Ha la faccia da duro, ma forse è solo corazza che nasconde. Sì, viene da dirlo dopo aver letto l’ultima uscita di Alberto Puig, che su motorsport.com ha raccontato anche un po’ dell’uomo oltre il manager, di come si rilassa in montagna lontano da tutto e tutti e di quella prima moto che, dopo 30 anni in garage, ha deciso di restaurare come tributo ai sacrifici che la sua famiglia ha fatto per permettergli di inseguire il sogno di diventare un pilota. Pilota, in effetti, c’è diventato, fino all’epilogo di dover dire basta in seguito a un incidente che lo ha segnato per sempre e fino alla scelta di restare nelle corse in un ruolo differente. Restarci quando tutto ha cominciato a andare più che bene. E restarci anche adesso che tutto sembra andare male.
Anzi, soprattutto adesso che c’è da stare lì come un gladiatore che può incassare solo, perché rimasto senza nulla per “provare a fare male”. Dentro un’arena in cui, invece, gli altri sembrano avere a disposizione di tutto. Non sarà simpatico e sarà pure uno che non regala mai risposte da titolo, ma la faccia ce la mette comunque sempre e questo gli va riconosciuto. Tanto, poi, per ricaricarsi c’è la montagna. "È un ambiente sano”, dice. Solo che anche quel senso lì che ti regala la montagna può bastare a non sentire il peso di una situazione che per chi ha vinto così tanto rischia di diventare ingestibile: non una vittoria dal 2023, e un’ultima stagione da incubo. "La nostra vita ruota attorno alla performance. È velocità e risultati, non c’è altro – ammette - I marchi troveranno sempre un modo per far andare le moto sempre più veloci. Con meno controlli, con meno dispositivi, non importa. Honda non può aspettare fino al 2027 per fare un passo avanti, ed è per questo che devo pensare all'anno prossimo”.

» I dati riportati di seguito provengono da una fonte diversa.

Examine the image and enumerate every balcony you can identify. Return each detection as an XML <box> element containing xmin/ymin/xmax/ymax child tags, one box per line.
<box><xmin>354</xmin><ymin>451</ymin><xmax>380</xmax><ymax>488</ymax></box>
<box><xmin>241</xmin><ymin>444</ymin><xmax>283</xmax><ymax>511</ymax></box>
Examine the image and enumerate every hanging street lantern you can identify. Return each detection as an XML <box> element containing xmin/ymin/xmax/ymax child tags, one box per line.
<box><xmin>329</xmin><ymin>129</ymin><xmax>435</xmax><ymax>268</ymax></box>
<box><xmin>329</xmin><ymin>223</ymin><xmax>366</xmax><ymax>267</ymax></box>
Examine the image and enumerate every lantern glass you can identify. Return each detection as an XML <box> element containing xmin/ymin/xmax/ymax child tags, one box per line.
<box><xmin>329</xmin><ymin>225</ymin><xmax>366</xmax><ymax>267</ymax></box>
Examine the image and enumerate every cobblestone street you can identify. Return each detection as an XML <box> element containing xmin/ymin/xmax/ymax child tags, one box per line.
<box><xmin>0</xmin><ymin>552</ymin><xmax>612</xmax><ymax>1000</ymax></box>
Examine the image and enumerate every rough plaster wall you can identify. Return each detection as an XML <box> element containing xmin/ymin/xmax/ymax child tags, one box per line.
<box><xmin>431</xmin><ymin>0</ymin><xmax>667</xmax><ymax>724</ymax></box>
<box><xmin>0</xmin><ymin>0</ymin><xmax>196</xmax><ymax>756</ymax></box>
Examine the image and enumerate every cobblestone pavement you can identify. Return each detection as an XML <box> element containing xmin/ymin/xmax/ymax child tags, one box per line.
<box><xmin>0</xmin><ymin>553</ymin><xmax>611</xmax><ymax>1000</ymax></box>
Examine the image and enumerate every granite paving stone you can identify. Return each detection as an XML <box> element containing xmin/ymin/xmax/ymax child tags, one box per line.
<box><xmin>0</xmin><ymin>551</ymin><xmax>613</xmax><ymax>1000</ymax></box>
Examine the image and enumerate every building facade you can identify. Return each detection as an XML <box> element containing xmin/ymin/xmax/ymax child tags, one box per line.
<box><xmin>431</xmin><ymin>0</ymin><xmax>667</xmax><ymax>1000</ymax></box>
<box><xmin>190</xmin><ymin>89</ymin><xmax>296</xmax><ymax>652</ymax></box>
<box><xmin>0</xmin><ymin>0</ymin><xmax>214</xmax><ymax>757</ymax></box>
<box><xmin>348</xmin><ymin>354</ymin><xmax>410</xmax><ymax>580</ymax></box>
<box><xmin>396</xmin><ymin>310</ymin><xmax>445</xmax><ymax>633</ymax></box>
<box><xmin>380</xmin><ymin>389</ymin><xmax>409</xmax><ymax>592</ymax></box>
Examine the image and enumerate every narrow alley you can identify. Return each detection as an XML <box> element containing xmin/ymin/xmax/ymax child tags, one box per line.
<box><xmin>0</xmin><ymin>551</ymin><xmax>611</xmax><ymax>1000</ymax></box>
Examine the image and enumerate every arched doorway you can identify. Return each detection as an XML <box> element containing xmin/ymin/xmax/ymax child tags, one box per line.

E, quasi a ricordare che il passato è importante, ma non fa risultati sul presente, racconta di come abbia recuperato la sua prima moto, una JJ Cobas: "L’ho ricostruita dopo anni, non potevo lasciarla morire nel garage. E’ l’unica che ho ancora e che i miei genitori avevano comprato". Il futuro, però, chiama e la Honda ha bisogno di un cambio di marcia. Con Romano Albesiano nel team, la strategia è chiara: "Dobbiamo migliorare la moto. È il nostro obiettivo primario. Non c’è un altro piano o una strada già segnata" . Una missione ambiziosa, ma necessaria per tornare a dettare legge con HRC. E’ il motivo per cui è arrivato Aleix Espargarò. "Ha una grande esperienza e le sue idee sono oro colato - afferma Puig - La velocità è fondamentale. Per testare correttamente le parti, hai bisogno di un pilota che sappia spingersi fino al limite, e Aleix lo fa". La competizione interna? Non un problema, ma una chance per tuti in una MotoGP che è cambiata tanto e forse troppo.
Parlando delle tecnologie moderne che equipaggiano le moto, infatti, Puig esprime una certa malinconia per il passato. "Ci sono stati miglioramenti in sicurezza, ma non possiamo permettere che la moto superi il pilota – avverte - Anni fa non c'era praticamente elettronica, e ogni fine settimana noi piloti volavamo con i motori a due tempi. Il controllo della trazione era nelle tue mani, e se esageravi un po', andavi oltre. Ma è vero che negli ultimi anni c'è stata molta evoluzione, e dobbiamo essere consapevoli che questo sport è super interessante e spettacolare per la sua essenza. Non possiamo arrivare al punto in cui la moto è più importante del pilota. Questa è la mia opinione personale. Sono sicuro che il campionato e i costruttori troveranno il compromesso necessario per preservare quell'essenza”. È un richiamo a non perdere di vista ciò che conta davvero nelle corse, a mantenere viva la scintilla della competizione autentica. Da piloti veri e non da azionatori di dispositivi. La sfida per Honda, però, è enorme almeno quanto è enorme la Honda stessa. “Ogni giorno – ha concluso Puig – deve essere un'opportunità per imparare, ma soprattutto per evolversi”. Anche quando significa "cambiare radicalmente".